The enterprise cloud computing company Salesforce.com today announced that it will raise $1 billion in convertible debt offering to help fuel acquisitions. The company shared its intention to offer $1 billion aggregate principal amount of convertible senior notes due 2018 in a private placement to qualified institutional buyers. The company believes that to grant the initial purchasers of the notes an option to purchase over an additional $150 million aggregate principal amount of the notes to cover over allotments.
Here is what Salesforce.com has to share over the proposed plan:
The notes will be unsecured, unsubordinated obligations of salesforce.com, and interest will be payable semi-annually. Prior to January 1, 2018, the notes will be convertible only upon the occurrence of specified events; thereafter until maturity the notes will be convertible at any time. Upon conversion, the notes will be settled in cash and shares of salesforce.com’s common stock (subject to salesforce.com’s right to pay cash in lieu of all or any portion of such shares). Final terms of the notes, including the interest rate, conversion price and other terms, will be determined by negotiations between salesforce.com and the initial purchasers of the notes.

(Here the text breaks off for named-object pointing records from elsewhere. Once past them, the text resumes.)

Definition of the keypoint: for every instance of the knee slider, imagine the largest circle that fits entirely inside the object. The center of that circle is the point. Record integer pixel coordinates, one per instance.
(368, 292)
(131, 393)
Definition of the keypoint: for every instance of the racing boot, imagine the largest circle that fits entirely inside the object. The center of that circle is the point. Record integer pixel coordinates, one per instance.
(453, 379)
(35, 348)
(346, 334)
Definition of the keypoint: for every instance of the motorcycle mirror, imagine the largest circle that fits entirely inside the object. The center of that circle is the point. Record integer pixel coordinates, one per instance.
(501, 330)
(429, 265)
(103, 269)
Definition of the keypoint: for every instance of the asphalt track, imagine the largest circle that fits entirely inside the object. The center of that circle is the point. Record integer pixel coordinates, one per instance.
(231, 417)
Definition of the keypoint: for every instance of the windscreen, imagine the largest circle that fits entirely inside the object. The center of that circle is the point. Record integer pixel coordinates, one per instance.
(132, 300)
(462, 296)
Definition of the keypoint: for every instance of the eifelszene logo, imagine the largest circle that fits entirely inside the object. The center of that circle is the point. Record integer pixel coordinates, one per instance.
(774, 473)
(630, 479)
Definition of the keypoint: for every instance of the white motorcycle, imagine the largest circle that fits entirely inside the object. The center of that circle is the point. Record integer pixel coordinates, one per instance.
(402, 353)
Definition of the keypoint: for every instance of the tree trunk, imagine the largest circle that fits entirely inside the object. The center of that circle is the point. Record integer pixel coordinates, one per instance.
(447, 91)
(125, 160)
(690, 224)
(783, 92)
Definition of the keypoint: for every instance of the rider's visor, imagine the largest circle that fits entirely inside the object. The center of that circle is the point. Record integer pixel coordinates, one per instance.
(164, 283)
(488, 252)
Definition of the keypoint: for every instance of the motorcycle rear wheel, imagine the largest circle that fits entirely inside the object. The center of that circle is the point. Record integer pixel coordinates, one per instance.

Salesforce.com expects to use a portion of the net proceeds for the cost of the convertible note hedge transactions after such cost is offset by the proceeds of the warrant transactions described above, and to use the remaining proceeds for general corporate purposes, including funding possible acquisitions of, or investments in, complementary businesses, services or technologies, working capital and capital expenditures.